The Center for Transdisciplinary Studies of Central America (Cetcam) concluded that the president of Nicaragua, Daniel Ortega, cannot offer lasting solutions to the sociopolitical crisis that the country has been going through since 2018, despite the fact that the Nicaraguan economy has recovered in the last two years. , according to an analysis released this Monday by that think tank.

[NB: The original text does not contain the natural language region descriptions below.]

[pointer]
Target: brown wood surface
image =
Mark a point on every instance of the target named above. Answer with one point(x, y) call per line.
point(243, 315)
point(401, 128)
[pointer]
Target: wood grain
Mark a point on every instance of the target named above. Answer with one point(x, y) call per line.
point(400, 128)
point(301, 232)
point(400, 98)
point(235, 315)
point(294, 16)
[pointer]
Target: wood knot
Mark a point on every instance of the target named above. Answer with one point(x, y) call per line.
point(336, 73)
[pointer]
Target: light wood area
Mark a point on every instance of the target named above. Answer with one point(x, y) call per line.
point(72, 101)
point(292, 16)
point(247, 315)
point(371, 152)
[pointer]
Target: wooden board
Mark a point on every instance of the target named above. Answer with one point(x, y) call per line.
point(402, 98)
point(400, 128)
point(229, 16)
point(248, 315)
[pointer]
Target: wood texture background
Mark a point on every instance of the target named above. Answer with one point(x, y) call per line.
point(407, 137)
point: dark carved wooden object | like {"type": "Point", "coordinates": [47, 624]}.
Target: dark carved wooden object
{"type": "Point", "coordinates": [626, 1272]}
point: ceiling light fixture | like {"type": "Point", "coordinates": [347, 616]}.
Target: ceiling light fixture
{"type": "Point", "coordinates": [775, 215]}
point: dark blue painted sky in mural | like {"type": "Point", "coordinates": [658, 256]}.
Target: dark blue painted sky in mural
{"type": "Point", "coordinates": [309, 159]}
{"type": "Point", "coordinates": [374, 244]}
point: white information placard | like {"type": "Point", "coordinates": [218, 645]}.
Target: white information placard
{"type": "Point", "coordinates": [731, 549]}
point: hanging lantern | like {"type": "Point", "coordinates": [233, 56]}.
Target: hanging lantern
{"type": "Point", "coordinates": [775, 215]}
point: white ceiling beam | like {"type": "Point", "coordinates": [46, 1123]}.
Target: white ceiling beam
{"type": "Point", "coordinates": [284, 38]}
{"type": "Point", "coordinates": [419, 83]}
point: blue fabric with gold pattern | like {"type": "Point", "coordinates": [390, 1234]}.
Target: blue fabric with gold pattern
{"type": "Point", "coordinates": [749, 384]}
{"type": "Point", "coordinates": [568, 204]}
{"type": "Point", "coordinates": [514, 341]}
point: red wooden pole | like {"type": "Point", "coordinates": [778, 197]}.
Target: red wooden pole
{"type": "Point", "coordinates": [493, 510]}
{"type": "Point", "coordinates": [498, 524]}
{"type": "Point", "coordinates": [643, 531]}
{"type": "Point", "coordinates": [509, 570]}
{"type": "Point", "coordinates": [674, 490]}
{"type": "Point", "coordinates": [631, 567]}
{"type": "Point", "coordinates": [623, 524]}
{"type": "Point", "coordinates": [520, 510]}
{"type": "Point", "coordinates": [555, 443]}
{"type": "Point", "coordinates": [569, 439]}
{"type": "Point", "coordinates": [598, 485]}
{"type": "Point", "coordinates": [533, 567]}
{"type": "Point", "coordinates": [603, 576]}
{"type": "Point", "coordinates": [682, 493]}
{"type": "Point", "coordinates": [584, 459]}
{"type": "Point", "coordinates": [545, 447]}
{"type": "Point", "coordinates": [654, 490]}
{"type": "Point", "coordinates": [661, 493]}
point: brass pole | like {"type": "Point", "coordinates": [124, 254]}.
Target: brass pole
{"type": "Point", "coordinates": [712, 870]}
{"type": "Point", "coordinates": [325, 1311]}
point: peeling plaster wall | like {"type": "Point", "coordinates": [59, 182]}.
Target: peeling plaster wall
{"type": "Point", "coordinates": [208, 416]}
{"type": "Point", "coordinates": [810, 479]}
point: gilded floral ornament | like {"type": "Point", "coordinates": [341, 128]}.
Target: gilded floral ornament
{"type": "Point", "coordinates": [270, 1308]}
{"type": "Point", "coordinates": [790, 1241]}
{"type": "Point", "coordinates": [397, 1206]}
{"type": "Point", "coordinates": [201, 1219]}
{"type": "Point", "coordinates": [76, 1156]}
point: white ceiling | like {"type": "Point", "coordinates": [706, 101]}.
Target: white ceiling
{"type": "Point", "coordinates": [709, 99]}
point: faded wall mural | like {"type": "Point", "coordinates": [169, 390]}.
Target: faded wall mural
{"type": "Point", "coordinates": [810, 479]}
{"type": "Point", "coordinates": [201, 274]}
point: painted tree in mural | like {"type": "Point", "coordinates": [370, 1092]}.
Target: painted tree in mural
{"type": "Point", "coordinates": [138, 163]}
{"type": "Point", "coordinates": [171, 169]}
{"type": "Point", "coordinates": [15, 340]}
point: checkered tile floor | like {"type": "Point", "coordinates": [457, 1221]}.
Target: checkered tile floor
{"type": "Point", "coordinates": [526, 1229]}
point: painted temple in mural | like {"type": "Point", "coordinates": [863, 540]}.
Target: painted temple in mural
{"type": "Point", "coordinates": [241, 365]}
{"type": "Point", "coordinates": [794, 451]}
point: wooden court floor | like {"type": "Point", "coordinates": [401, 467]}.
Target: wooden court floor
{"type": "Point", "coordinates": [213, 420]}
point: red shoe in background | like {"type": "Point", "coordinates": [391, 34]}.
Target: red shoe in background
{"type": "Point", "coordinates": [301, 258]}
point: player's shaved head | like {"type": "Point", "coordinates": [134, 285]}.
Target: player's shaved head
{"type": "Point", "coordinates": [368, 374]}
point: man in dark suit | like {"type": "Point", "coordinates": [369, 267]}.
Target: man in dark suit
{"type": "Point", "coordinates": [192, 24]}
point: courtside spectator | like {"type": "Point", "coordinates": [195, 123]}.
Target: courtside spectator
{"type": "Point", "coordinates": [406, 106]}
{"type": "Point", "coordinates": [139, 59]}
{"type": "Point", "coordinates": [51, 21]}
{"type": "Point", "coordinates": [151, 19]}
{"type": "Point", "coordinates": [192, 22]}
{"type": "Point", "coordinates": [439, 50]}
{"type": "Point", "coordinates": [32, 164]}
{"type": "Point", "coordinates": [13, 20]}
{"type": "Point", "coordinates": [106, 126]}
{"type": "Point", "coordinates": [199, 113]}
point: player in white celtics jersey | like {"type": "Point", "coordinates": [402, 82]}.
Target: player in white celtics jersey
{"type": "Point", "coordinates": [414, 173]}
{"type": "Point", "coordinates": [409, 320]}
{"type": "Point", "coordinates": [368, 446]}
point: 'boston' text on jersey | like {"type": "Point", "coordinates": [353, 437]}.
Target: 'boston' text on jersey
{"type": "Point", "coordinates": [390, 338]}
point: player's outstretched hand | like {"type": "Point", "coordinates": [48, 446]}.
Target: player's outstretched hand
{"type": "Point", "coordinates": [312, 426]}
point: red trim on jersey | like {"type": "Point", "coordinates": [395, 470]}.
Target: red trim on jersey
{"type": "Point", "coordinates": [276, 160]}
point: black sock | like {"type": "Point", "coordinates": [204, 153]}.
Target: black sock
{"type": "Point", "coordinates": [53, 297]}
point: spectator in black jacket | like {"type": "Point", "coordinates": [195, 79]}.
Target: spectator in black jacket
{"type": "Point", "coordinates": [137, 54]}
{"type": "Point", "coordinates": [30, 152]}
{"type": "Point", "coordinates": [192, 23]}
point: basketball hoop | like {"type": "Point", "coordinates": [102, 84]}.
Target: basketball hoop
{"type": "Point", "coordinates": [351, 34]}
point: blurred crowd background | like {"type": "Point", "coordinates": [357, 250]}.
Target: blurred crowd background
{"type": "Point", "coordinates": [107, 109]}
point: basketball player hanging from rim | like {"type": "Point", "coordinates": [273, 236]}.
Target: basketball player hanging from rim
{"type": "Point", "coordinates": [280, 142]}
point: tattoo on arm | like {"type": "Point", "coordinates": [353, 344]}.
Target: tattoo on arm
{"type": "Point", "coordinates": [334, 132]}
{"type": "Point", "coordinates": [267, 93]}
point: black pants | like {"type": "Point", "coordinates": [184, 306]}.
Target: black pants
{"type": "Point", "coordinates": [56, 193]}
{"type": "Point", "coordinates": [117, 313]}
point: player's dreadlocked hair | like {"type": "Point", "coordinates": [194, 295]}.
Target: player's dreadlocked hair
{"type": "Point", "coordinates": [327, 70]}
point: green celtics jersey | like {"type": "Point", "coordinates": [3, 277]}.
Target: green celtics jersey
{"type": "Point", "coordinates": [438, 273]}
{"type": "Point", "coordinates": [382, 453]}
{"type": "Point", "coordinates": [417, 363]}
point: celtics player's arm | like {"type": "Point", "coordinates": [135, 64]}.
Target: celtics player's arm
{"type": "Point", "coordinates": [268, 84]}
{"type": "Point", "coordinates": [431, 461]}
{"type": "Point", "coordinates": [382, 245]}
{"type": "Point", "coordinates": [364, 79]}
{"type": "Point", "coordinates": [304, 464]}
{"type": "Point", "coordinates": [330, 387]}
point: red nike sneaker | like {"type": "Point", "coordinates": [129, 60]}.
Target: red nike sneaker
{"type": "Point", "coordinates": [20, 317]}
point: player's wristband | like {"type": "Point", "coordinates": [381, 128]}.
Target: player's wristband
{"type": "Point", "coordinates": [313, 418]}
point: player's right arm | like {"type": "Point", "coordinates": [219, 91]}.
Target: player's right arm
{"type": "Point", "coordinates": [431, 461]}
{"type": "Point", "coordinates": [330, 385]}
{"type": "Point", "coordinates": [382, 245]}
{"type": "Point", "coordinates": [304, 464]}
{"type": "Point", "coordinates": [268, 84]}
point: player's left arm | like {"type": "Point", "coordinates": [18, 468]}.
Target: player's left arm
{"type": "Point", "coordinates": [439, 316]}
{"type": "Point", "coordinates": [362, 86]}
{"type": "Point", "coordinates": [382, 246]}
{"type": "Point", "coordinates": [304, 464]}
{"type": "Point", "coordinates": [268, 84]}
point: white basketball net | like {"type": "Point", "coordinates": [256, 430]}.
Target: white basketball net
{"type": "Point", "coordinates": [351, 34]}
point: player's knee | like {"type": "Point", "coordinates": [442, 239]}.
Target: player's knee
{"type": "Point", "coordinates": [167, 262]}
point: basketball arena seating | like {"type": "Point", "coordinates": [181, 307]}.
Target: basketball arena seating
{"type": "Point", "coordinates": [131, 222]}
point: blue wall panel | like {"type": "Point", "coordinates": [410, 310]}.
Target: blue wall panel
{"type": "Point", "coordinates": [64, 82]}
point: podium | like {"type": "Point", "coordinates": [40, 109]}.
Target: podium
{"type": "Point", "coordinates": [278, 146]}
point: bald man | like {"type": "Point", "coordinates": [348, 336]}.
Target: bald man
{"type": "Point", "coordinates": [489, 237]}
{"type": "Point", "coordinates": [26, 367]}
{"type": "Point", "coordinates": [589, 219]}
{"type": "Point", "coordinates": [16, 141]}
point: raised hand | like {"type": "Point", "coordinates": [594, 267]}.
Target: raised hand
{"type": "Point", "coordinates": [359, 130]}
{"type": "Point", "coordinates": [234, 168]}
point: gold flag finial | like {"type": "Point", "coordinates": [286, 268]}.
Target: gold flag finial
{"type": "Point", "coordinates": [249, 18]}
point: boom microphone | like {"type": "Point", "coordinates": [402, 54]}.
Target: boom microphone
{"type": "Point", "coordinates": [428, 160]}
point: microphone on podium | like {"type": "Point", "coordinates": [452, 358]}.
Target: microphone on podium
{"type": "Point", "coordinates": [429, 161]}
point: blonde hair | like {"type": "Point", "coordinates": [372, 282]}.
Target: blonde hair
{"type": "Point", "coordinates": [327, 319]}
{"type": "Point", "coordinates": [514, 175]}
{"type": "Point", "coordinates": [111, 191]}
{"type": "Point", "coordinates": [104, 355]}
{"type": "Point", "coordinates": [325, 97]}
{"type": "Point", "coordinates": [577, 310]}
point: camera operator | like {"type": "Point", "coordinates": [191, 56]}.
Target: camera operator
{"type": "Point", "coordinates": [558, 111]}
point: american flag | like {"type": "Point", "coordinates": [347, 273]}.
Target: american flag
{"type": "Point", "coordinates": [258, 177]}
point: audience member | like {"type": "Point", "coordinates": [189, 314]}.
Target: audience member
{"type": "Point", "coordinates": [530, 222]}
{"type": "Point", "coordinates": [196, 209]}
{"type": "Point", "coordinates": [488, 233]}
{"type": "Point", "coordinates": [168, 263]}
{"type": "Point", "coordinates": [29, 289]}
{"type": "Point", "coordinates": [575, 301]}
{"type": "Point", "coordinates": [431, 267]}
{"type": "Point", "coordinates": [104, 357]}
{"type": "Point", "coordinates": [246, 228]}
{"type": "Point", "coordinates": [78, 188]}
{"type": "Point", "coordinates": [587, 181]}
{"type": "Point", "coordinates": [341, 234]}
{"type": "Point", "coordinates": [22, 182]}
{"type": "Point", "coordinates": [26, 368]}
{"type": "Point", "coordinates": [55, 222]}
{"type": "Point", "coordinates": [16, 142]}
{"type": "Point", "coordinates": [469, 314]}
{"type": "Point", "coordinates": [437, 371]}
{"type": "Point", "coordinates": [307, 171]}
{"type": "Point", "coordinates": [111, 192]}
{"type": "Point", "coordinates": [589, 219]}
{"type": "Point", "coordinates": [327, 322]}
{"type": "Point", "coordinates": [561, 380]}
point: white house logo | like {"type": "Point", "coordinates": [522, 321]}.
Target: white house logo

When measuring the economic situation (of Nicaragua) by its impact on the living conditions of the people, the conclusion is that the management of the Ortega regime is failing miserablycannot offer lasting solutions to the social crisis and the difficult living conditions that affect the majority of Nicaraguans,” argued the Cetcam, a think tank made up of Central American researchers from different disciplines, in a report.

For Cetcam, “one of the weakest flanks” of the Ortega government “is the economy, since even when there is a positive performance of the economic indicators, this contrasts drastically with a situation of greater poverty, unemployment and hopelessness of the population”.

In this sense, the center gave as an example “migration or, rather, forced displacement” of Nicaraguans, which, it said, “has become the clearest indicator of uncertainty and the deterioration of living conditions of the population”.

“The economic achievements that the dictatorship proclaims are nothing more than a cruel mirage, so that the perspective for 2023 is that these conditions will be maintained for Nicaragua and it is expected that the flow of migration will persist”, valued Cetcam.

“Unpublished exodus” of Nicaraguans

Two weeks ago, the Institute on Race, Equality and Human Rights (Race and Equality) warned about an “unprecedented exodus” of Nicaraguans as a result of the sociopolitical crisis that Nicaragua has been experiencing since April 2018.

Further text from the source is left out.